AY VOY cuenta actualmente con 2 motos y 3 trabajadores

¿Que decisiones tomaste en ese momento, detenerte con el servicio o continuar a pesar del riesgo?

En el momento más intenso y terrible de la pandemia,  si pensamos en detener el servicio, pero las llamadas no cesaban, es decir, si alguien nos llama es porque quiere que le resolvamos una necesidad y eso lo he aprendido mucho en mi experiencia de atención al cliente, así es que no nos paramos, lo que hicimos es dejar de visitar lugares donde era menos el distanciamiento social, lugares donde había mucha aglomeración de personas, es decir, hicimos un análisis de los lugares más propensos al contagio y decidimos no visitarlos y se le explicaba a nuestros clientes y ellos lo comprendieron.

¿Qué medidas has tomado ante el riesgo de tener contacto con todos tus clientes, moverte por supermercados, tiendas, etc.?

Ya en este tiempo hemos tomado todas las medidas de seguridad posible y que están a nuestro alcance para nuestros clientes, sus familias y de nuestras familias.

También agradecemos a los clientes que nos han obsequiado artículos para nuestro cuidado, nos han obsequiado alcohol, bactericidas, mascarillas, máscaras protectoras, lentes protectores, guantes, gracias a todos nuestros clientes que han tenido la amabilidad y saben el riesgo al cual nosotros en AY VOY nos exponemos.

Les indicamos a nuestros clientes como hacer para recibir las compras o productos que les llevamos, les rociamos productos como bactericidas, alcohol, no nos acercamos a nuestros clientes, el dinero lo desinfectamos, lo entregamos en bolsitas, les brindamos cuentas bancarias para transferencias y evitar el contacto con el efectivo.

¿En este tiempo de pandemia, cuál ha sido tu momento más motivador, de cierta manera, en el mes de mayo que se vio un repunte del virus en Chinandega, los delivery se convirtieron en un brazo de apoyo para la gente, aparte de ser tu ingreso monetario, la parte humana de ayudar a la gente?
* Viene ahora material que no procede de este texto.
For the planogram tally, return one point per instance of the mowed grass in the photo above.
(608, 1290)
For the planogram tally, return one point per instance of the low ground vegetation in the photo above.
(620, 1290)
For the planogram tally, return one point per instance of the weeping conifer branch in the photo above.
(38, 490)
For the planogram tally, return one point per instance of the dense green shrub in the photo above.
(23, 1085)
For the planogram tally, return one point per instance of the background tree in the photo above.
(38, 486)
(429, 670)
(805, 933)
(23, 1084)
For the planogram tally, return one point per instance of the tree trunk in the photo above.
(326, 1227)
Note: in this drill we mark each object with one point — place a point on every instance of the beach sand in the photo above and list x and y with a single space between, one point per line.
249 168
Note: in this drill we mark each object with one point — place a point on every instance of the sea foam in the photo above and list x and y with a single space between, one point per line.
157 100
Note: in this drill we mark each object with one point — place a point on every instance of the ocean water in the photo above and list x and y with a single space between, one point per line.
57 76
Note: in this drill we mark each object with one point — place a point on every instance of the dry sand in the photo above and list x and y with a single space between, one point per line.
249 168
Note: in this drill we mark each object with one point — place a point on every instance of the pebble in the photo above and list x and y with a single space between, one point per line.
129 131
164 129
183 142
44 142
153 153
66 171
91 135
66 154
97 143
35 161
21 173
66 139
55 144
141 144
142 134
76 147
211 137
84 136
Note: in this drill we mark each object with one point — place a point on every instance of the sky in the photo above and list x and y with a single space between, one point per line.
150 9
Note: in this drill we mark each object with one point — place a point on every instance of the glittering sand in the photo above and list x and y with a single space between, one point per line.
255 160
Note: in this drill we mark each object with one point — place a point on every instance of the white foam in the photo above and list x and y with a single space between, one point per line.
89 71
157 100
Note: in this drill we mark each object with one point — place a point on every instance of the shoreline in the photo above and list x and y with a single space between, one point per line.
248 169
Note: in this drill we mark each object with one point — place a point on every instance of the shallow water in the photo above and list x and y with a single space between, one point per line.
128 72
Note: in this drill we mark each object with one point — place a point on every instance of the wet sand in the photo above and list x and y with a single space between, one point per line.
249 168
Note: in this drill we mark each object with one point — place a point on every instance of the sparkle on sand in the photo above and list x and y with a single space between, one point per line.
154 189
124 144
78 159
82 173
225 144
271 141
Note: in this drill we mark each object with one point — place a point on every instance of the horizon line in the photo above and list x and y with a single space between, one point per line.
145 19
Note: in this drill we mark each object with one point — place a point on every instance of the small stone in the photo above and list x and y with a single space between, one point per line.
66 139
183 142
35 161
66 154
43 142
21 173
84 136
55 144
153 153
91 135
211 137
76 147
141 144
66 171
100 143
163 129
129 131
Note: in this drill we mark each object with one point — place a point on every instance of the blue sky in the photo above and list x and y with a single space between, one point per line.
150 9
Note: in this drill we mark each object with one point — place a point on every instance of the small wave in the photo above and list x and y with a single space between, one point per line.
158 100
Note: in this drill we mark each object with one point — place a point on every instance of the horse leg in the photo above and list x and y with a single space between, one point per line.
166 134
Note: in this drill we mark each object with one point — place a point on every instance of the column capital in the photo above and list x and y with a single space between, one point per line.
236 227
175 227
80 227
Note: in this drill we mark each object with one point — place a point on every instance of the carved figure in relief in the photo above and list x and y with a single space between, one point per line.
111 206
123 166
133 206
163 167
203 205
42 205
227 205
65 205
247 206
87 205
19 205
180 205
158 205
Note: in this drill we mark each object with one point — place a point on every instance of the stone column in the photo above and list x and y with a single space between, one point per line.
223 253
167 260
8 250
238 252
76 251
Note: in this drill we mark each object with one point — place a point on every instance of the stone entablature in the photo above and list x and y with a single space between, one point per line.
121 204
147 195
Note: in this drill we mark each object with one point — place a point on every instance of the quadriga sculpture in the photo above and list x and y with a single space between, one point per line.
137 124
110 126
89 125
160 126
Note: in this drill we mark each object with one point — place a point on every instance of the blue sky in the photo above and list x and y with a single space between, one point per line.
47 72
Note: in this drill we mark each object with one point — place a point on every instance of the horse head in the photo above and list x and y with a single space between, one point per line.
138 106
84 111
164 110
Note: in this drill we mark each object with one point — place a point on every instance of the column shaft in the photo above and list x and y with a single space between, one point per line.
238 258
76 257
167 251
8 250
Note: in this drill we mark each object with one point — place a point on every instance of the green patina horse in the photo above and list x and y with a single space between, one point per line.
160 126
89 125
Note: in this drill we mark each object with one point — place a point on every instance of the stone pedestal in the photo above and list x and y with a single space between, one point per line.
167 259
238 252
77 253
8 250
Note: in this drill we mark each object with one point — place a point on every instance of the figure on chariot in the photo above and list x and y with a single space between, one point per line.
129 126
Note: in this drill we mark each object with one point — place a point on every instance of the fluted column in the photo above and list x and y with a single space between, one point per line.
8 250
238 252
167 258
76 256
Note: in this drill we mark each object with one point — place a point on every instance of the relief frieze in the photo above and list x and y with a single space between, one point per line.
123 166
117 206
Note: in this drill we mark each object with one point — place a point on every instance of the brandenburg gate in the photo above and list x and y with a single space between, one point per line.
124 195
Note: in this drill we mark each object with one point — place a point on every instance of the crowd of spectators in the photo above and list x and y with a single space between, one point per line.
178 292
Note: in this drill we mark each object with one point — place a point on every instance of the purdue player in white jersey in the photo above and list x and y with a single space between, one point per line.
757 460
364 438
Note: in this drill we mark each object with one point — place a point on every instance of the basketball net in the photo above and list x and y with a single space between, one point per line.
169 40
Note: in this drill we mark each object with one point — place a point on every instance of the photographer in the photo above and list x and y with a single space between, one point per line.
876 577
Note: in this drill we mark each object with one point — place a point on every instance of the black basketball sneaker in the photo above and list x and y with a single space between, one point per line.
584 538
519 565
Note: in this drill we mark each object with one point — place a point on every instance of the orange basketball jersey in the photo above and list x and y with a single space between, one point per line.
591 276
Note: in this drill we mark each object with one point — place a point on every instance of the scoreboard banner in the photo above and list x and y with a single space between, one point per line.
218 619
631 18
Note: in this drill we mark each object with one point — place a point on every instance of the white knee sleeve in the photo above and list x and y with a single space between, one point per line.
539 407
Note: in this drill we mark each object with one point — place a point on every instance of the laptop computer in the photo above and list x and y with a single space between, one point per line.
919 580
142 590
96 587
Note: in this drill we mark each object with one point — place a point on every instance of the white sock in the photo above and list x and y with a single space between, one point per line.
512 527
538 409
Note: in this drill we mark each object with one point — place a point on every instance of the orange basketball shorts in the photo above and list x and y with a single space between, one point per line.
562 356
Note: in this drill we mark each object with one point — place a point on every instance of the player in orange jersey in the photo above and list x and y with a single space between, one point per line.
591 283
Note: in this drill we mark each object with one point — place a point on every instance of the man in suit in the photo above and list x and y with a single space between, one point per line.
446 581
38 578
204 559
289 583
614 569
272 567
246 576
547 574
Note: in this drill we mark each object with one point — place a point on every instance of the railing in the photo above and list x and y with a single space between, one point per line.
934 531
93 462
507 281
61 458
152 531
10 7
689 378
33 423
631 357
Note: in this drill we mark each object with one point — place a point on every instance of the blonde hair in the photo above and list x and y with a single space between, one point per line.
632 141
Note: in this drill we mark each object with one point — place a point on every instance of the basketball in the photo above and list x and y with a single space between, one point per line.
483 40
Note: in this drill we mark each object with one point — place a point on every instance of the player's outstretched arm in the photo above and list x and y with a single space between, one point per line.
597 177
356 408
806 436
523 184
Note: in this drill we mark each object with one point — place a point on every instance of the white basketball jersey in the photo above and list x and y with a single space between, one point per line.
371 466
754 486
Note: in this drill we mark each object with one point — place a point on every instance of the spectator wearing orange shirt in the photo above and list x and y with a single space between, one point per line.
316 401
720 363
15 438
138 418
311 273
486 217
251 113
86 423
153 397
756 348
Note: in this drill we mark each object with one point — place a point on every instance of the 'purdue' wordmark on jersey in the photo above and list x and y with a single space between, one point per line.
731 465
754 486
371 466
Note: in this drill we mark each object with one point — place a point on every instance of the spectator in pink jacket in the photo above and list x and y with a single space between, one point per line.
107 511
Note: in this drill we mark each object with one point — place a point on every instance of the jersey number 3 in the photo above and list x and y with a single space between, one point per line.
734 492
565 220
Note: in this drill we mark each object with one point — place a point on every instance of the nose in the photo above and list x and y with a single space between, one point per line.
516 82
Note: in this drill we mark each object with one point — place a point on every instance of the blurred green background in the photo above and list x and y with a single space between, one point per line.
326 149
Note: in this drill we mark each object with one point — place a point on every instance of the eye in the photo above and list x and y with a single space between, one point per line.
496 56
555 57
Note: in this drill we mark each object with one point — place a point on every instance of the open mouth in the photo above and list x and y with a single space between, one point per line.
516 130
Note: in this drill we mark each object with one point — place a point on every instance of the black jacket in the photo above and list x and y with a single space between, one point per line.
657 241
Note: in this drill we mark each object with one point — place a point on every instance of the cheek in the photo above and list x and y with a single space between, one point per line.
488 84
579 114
Claro que sí, muy buena y oportuna pregunta.

Eso es lo más importante el humanismo, sin el humanismo, no seriamos humanos y nosotros ese concepto está muy plasmado en nuestro servicio.

De manera general, apoyamos a las personas de la tercera edad que no pueden salir de sus casas, le ofrecemos el servicio a los pequeños negocios y nuevos emprendedores, de hecho hasta realizamos mandados a muy bajos costos, pero muy bajo costo.

Buscar lo que necesite el cliente, más cuando es una medicina que les urge, buscarla hasta debajo de las piedras si es necesario.

Ese momento nos motivó hacer más fuertes cada día, a seguir ofreciendo nuestros servicios con mayor calidad, honradez, dedicación y saber que hay muchas personas que necesitan de nuestros servicios y que pueden contar con AY VOY para satisfacer sus necesidades y estamos orgullosos de todos nuestros clientes que a pesar de las dificultades, siempre están allí, llamando y solicitando nuestros servicios.

Pero no te sigo diciendo ya que creo en lo que dice las sagradas escrituras, que no sepa tu mano derecha lo que haga tu izquierda, eso es algo que nos reservamos y que no se debe decir.